Final Seahawks 2013 Regular Season Progress Report
There are plenty of statistical sites on the web. HawkBlogger.com is largely a journal of everything going on with the Seahawks over time. There are times that statistics help to tell that story, and that is why I created this Season Progress Report series a couple years back. A gap in the statistics out there is the ability to freeze points in time, and allow you to rewind and compare how the team has progressed or regressed as the year rolls on. Player splits (e.g., first half of the year vs second half of the year) are common, but team splits are less so, and quarter-season splits can only be found here, from what I know. I track every Seahawks game, and have for years. That allows me to break down trends over any period of time I choose. As this season continues, I will provide a progress report at each quarter point of the year, and highlight other trends I see in-between.
Note: The abbreviation “OPP” appears in the charts below to reflect “opponent.”
Focus on pass rush and pass protection
Focus on turnovers
An offense that exploded in games 9-12, came back to Earth in the final four games of the season. The Seahawks had stepped forward in each aspect of offense that I measure in the last progress report, and have dropped in nearly all of them this time around. It is no coincidence that 3rd Down % dropped the same time as opponent sacks went up. The opposite was true in games 9-12. It is not as simple as the pass protection is breaking down, so the third downs are not being converted. It has been a struggle to gain yardage on early downs, leading to longer third down situations.
It is remarkable how well the Seahawks did on third down in the first quarter of the season given the long yardage they faced. That stretch included possibly their most amazing third down performance of the season when the Seahawks converted 46% of their third down tries that averaged 9.69 yard to go against a fantastic Carolina defense on the road. That was terrific, but not sustainable. Seattle needs to regain their form on early downs to make third down a more attainable conversion as they head into the post-season.

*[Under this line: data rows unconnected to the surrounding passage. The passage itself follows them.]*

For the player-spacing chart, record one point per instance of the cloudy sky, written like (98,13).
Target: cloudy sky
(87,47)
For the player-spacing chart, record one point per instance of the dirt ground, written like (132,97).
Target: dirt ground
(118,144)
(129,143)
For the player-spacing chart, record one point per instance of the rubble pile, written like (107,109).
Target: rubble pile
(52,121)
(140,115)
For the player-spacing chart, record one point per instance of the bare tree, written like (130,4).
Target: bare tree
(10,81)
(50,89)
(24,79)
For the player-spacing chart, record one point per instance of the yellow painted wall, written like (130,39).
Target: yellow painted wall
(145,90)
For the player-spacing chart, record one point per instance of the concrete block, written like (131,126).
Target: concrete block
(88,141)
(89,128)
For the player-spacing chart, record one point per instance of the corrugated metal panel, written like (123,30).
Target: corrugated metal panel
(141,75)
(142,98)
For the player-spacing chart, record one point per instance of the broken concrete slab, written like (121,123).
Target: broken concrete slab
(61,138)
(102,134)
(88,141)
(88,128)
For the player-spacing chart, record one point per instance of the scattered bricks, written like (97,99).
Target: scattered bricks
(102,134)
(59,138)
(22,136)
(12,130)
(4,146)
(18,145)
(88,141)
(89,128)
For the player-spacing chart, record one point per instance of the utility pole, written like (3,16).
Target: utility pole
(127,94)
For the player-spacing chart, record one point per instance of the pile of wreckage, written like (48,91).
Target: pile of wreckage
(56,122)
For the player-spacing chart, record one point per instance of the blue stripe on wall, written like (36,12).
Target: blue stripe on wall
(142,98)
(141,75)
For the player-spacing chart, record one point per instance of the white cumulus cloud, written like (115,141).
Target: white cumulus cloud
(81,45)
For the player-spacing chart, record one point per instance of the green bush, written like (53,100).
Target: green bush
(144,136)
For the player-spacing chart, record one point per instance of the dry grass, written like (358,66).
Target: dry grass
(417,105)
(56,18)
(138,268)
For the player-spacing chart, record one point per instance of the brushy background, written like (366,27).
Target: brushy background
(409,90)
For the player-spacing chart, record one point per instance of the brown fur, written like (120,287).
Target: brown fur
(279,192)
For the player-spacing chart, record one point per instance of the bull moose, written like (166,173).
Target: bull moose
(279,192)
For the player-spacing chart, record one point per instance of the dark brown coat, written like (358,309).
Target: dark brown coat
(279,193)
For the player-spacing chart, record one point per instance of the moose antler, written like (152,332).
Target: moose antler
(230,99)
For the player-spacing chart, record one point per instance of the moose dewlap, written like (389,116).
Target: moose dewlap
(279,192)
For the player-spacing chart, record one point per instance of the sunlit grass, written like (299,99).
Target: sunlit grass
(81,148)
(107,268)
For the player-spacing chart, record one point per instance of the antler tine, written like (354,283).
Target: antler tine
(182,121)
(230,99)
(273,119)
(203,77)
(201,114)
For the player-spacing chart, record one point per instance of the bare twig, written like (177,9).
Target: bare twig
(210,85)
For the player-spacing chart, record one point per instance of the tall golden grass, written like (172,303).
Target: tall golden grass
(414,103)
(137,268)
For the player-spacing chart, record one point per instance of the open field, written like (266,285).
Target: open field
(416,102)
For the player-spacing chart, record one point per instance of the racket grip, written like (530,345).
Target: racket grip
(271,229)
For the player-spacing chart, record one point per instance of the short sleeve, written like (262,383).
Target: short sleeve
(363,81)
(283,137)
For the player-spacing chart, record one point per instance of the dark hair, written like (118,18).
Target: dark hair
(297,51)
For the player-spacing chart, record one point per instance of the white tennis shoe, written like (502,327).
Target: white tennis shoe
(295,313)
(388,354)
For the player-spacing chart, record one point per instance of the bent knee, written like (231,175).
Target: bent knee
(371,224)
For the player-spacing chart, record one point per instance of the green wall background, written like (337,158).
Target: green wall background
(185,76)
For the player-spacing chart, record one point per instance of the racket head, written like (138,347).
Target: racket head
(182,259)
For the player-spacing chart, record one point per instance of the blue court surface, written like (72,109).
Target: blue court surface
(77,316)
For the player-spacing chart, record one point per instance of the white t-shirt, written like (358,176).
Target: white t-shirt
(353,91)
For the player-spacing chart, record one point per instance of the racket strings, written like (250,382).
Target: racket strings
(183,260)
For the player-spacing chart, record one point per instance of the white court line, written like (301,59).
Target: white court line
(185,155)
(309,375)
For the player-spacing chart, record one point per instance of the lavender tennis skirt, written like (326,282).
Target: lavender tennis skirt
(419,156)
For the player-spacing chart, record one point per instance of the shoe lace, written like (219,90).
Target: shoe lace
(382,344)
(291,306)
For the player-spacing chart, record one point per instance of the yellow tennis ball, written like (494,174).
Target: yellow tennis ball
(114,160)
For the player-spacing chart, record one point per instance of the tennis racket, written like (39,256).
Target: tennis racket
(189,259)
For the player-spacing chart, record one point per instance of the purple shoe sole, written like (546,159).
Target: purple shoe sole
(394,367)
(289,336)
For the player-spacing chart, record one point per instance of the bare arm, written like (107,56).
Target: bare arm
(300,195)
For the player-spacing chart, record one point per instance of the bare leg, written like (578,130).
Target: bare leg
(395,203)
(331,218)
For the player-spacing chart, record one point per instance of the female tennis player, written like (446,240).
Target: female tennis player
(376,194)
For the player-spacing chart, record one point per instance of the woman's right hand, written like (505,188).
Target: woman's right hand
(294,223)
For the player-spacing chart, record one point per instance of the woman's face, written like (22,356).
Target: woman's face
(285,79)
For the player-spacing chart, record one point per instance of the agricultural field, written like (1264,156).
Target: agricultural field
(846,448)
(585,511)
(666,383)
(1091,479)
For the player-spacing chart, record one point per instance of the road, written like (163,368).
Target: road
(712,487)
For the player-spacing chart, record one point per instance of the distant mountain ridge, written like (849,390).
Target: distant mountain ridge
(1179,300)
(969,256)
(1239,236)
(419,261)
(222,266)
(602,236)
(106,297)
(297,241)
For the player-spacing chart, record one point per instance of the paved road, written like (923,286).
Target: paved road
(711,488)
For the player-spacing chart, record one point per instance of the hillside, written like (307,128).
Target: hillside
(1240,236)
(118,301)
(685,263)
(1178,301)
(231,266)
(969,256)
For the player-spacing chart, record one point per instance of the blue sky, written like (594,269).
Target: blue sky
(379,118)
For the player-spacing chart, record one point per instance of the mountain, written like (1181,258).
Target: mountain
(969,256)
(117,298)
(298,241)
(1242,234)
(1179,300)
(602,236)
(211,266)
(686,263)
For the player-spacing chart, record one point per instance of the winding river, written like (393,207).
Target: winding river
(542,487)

It is worth noting that while we dislike seeing the downward trend in the offense over four games, the trend becomes much less legible when the season is divided in two. The team averaged 25.6 ppg in the first eight games of the year and 26.5 in the last eight. They averaged 339.4 yards per game in the first eight, and 338.6 in the last eight. Those numbers suggest that the offense has not really grown or regressed much over the course of the season. They had ups and downs, but the overall body of work is pretty darn consistent.

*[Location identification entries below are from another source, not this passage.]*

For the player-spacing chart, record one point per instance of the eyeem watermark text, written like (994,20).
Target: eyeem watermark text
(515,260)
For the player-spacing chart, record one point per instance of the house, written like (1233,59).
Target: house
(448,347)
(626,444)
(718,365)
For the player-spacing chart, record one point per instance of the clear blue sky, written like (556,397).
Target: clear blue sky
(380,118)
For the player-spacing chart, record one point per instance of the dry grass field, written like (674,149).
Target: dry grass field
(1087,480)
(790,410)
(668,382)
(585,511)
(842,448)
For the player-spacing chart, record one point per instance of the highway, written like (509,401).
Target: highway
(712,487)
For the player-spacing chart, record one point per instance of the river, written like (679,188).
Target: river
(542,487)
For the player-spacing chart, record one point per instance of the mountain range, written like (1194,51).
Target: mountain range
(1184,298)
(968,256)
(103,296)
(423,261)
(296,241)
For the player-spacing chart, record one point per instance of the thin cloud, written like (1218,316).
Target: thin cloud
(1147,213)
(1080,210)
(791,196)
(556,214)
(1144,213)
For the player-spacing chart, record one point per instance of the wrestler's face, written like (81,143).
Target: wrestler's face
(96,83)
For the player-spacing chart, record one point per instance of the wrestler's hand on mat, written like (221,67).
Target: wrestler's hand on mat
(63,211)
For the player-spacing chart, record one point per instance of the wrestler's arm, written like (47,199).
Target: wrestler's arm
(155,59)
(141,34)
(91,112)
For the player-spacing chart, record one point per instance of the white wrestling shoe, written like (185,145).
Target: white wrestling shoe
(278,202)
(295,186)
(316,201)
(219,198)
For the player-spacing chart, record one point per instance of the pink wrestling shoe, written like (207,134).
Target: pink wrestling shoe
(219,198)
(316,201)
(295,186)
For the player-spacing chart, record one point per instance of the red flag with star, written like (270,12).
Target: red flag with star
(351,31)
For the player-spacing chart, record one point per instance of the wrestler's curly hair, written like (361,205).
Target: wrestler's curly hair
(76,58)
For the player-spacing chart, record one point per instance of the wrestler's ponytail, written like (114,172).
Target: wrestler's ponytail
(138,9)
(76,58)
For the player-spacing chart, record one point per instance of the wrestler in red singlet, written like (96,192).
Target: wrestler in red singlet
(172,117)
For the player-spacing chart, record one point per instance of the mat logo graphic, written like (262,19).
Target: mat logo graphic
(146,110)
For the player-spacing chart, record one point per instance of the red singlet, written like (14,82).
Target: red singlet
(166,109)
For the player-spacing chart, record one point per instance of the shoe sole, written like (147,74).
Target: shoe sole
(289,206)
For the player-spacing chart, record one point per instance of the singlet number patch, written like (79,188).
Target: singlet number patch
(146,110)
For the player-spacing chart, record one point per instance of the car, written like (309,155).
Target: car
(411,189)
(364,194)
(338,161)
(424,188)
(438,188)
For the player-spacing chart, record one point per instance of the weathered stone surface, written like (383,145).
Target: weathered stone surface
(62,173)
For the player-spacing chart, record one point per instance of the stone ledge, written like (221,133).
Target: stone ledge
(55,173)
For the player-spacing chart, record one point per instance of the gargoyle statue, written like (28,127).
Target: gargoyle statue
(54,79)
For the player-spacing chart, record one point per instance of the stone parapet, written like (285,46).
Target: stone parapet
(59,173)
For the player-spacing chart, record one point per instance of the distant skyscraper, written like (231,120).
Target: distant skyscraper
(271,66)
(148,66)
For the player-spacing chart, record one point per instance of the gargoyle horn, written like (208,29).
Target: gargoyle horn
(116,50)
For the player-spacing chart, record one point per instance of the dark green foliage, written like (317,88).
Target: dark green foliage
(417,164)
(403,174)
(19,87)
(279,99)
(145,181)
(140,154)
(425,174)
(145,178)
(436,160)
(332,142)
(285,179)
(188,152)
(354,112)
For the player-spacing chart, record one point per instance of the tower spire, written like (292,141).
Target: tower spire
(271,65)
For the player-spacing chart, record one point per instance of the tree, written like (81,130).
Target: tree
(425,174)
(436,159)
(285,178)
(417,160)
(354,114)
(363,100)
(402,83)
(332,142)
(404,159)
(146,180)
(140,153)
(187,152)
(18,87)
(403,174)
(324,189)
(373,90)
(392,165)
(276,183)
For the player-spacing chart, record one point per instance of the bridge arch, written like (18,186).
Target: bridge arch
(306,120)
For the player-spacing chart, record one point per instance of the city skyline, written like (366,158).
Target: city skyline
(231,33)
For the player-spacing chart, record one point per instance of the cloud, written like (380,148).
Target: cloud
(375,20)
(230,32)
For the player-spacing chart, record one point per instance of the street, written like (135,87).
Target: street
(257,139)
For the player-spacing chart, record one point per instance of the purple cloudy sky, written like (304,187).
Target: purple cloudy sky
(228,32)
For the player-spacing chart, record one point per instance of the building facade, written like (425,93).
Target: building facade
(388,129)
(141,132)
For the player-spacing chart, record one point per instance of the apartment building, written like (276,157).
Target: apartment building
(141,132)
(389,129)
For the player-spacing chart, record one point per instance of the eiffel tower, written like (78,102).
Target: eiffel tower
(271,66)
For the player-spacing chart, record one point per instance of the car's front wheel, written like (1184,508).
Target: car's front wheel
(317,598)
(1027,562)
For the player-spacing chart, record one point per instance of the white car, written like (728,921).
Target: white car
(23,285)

One thing they cannot afford to continue is the drop in red zone play. Scoring a touchdown on less than half their red zone possessions will not cut it. The play-calling has been suspect there, and Russell Wilson’s accuracy has been below his standards.

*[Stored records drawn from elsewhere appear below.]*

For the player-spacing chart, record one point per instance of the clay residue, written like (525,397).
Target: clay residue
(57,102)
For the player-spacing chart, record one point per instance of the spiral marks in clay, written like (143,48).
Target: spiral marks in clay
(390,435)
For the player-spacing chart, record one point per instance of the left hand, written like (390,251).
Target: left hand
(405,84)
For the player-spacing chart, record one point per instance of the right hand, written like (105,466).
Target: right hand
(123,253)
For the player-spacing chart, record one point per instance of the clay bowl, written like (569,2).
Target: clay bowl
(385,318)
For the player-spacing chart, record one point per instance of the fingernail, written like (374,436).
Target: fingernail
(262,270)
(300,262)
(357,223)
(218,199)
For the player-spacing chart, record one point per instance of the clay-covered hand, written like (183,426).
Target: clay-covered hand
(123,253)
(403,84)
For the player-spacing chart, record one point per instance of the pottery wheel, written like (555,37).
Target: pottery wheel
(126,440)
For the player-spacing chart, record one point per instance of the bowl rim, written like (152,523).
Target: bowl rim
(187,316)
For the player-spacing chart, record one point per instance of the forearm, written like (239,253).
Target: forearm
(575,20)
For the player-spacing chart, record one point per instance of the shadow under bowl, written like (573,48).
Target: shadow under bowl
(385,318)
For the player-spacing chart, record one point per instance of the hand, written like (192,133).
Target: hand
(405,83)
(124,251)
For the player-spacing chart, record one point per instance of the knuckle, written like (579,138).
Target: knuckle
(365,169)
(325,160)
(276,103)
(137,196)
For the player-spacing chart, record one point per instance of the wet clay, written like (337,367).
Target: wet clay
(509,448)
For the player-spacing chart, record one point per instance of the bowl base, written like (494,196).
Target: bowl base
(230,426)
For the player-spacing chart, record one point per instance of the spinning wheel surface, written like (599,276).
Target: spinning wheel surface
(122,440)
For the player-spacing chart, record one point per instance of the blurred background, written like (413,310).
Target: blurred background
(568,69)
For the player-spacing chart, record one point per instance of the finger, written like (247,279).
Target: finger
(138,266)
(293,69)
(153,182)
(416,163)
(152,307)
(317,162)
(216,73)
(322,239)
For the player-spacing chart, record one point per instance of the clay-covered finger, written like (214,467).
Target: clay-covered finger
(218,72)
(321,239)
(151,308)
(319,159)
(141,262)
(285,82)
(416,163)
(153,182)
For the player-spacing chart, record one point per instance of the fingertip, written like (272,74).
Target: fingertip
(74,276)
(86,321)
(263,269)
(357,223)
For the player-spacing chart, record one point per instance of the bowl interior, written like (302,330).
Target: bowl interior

The defense has been making a progress all year. They have lowered their points allowed per game in each of the last three quarters of the year. Opponent explosive plays have gone down every quarter of the season. And red zone defense has been outstanding of late, allowing just 22% of possessions to result in a touchdown.
This is downright stingy stuff. One word of caution is the big uptick in takeaways the last four games. Takeaways are unpredictable, and while they can be influenced by a defense, it is not something they can control. A fair number of those takeaways came in the opponent end zone. Assuming that will continue is playing with fire.
Seattle can be most proud of the progress in the run defense over the last four games. They could have jumped even higher if the Frank Gore 51-yard run was not in there (in addition to all the subsequent runs on that drive). Even with that bust, the defensive line and linebackers have been playing their best ball of the season against the run. Bad news for Seattle’s opponent is that run defense benefits more from rest than any other group. Fresh interior lineman are priceless. It is no accident that the Seahawks run defense took a step forward after the bye week.
This Seahawks team is not sprinting into the playoffs the way the 2012 team did, but there is a stability and seasoning to this group that separates them from their predecessor. The defense is spending less time trying to prove something to the outside world, and more time competing with history to see just how great they can be. Their attention to detail and focus on the task at hand is at a championship level. The offense has never quite found it’s footing with the ever-changing cast on the offensive line. There were signs of real progress in the final game against the Rams. There is not a player on offense that cannot step up their level of play. The NFC playoff bracket is littered with dominant defenses. Having faced San Francisco, New York, Arizona and St. Louis in the last four games could prove to be the perfect practice gauntlet for the post-season.